Russian mercenary boss Prigozhin accuses top army brass of 'treason'

PMC Wagner Centre

Feb 21 (Reuters) - Outspoken Russian mercenary chief Yevgeny Prigozhin accused the country's top brass on Tuesday of deliberately starving his Wagner fighters of munitions in what he said was a treasonous attempt to destroy his private military company.

A catering tycoon who has used his wealth to build a private army, Prigozhin has assumed a more public role since the start of the war in Ukraine a year ago, with his Wagner Group spearheading the battle for the town of Bakhmut in Ukraine's Donetsk region.

He has revelled in being sanctioned by the West, publicly insulted Russia's top military commanders, tried to parlay battlefield success into political influence, and detailed his recruitment of convicts for Wagner's ranks.

Prigozhin has also forged an informal alliance with fellow hardliners, including the Chechen leader Ramzan Kadyrov, and accused the defence ministry of trying to take credit for Wagner successes in eastern Ukraine.

But his star appears to be waning. He was this year stripped of the right to recruit prisoners amid some signs of a Kremlin move to curb his influence.

On Tuesday, he appeared to publicly bridle against that pressure, losing his temper and shouting at one point.

"There is simply direct opposition going on (to attempts to equip Wagner fighters)," Prigozhin said in a voice message posted on his Telegram channel. "This can be equated to high treason.

"The chief of the general staff and the defence minister are giving orders right and left, not just not to give Wagner PMC (private military company) ammunition, but not to help it with air transport," Prigozhin alleged.

He said that senior officials had also declined Wagner's requests for special spades to dig trenches.

His voice rising to a shout, Prigozhin accused the military top brass of deciding that "people should die when it's convenient for them", and said that Wagner fighters were "dropping like flies" in the absence of necessary supplies.

There was no immediate response to his allegations from the Russian Defence Ministry, which has publicly ignored him in the past.

It was the second such message published by Prigozhin in two days. In an obscenity-peppered message on Monday, he complained that unnamed officials were denying Wagner supplies out of personal animosity to him, and that he was required to "apologise and obey" in order to rectify the situation.

The defence ministry has previously said that Wagner is not under its control even though the militia depends on the state for some arms and logistics.

Tatiana Stanovaya, head of the R.Politik political consultancy, said Prigozhin's outburst on Monday looked like "an act of desperation" aimed at "getting through to Putin".

It was not clear whether he had Prigozhin in mind, but Putin, in a speech on Tuesday, said he wanted an end to infighting.

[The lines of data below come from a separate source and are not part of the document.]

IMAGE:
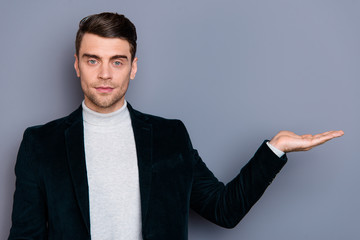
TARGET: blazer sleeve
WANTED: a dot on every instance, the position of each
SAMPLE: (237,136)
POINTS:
(29,207)
(226,205)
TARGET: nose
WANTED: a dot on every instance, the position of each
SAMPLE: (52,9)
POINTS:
(105,72)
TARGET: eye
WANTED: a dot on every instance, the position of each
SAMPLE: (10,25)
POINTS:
(117,63)
(92,61)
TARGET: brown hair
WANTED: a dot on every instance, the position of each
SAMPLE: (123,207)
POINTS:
(109,25)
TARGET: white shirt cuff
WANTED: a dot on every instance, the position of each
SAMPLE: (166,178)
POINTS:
(278,152)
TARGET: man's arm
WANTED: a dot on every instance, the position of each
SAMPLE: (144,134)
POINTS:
(226,205)
(29,208)
(287,141)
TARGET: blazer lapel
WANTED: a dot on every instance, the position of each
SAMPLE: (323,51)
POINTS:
(74,137)
(143,140)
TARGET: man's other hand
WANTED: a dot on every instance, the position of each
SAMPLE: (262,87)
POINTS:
(287,141)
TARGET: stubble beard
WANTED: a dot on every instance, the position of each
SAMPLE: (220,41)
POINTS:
(104,100)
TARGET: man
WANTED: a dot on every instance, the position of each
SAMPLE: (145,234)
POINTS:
(107,171)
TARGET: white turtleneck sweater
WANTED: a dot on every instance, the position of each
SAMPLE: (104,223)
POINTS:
(112,170)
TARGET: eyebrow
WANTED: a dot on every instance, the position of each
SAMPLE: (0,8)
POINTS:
(87,55)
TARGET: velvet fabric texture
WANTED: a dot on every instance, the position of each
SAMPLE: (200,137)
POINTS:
(51,199)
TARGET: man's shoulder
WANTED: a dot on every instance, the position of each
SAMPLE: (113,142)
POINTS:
(56,125)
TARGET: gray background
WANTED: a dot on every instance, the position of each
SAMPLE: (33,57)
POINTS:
(236,72)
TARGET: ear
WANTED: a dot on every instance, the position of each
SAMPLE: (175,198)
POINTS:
(133,69)
(76,65)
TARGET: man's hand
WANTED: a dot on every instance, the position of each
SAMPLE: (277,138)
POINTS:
(287,141)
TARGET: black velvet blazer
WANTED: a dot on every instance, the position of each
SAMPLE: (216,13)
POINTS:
(51,199)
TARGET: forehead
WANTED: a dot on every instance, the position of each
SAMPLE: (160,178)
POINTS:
(101,46)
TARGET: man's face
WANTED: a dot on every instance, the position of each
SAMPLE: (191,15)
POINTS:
(105,68)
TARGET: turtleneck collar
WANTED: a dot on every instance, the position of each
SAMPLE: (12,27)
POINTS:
(105,119)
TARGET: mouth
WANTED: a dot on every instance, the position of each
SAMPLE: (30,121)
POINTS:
(104,89)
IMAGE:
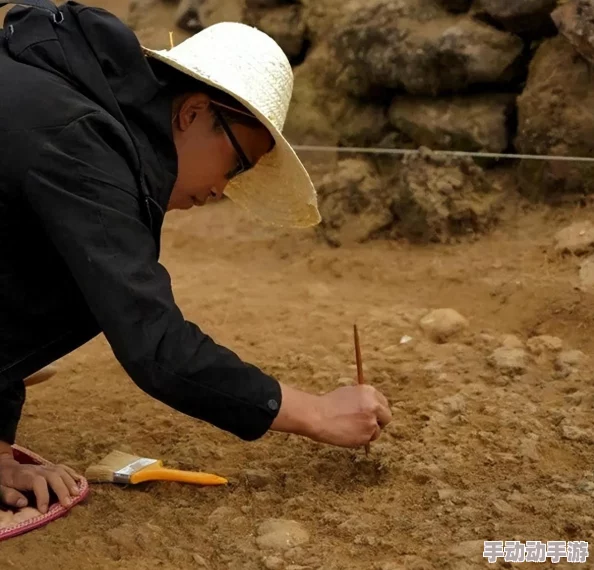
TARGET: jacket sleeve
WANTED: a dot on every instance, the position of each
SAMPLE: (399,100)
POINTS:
(12,400)
(86,198)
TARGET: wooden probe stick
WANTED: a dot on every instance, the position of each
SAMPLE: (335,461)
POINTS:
(360,379)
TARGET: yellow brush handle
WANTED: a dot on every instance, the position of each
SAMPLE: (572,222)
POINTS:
(163,474)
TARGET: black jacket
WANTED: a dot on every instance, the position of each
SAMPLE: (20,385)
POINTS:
(87,165)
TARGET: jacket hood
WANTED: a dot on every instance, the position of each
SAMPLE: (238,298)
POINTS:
(101,57)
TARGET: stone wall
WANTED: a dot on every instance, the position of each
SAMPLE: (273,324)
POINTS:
(465,75)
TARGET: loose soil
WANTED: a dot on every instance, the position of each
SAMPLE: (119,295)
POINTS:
(473,453)
(476,451)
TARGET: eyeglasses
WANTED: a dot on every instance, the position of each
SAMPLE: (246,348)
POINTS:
(243,164)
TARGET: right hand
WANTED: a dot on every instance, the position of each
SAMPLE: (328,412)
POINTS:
(351,416)
(15,478)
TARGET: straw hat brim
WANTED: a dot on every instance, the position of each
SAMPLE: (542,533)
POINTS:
(278,190)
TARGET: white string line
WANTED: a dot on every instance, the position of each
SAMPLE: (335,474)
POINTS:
(402,151)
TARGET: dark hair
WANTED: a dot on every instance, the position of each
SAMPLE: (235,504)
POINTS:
(179,84)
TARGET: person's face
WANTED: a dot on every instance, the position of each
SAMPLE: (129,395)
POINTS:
(207,157)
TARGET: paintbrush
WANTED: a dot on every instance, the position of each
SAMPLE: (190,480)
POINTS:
(360,379)
(126,469)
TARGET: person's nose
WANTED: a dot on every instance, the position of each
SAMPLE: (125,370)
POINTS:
(216,192)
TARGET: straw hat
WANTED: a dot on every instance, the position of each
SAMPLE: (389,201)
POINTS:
(251,67)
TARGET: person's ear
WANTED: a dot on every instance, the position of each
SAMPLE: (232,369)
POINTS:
(194,107)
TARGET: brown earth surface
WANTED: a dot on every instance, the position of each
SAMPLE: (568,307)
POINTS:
(475,452)
(492,436)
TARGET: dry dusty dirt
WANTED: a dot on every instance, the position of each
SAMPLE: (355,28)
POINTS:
(479,449)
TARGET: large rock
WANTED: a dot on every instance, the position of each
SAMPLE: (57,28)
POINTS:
(322,17)
(518,16)
(456,6)
(575,21)
(187,16)
(285,24)
(555,118)
(354,203)
(437,199)
(469,123)
(216,11)
(320,114)
(420,47)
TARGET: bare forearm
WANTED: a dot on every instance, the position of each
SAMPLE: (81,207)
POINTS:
(5,449)
(298,413)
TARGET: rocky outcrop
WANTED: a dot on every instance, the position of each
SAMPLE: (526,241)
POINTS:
(555,117)
(285,24)
(320,114)
(437,199)
(322,17)
(466,123)
(419,47)
(518,16)
(456,6)
(575,21)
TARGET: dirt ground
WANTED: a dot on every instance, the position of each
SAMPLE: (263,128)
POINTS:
(473,454)
(478,450)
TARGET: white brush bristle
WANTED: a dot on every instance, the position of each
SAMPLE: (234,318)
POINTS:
(104,471)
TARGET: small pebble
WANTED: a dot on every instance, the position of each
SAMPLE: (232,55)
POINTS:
(279,534)
(509,360)
(443,324)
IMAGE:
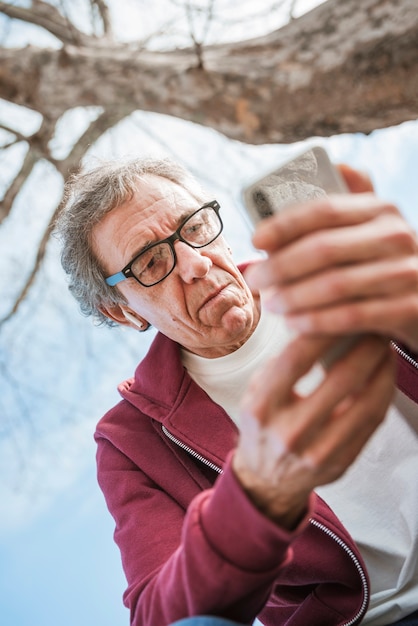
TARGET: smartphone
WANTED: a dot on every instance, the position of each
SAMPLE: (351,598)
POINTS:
(308,176)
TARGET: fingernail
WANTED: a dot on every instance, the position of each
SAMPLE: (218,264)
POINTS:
(273,303)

"We must get rid of - I want to emphasise this - any interdepartmental contradictions, formalities, grudges, misunderstandings, and other nonsense," Putin told the political and military elite.

In a separate post, Prigozhin said later on Tuesday he had been too busy to watch Putin's speech and could therefore not comment on the president's remarks regarding the "special military operation".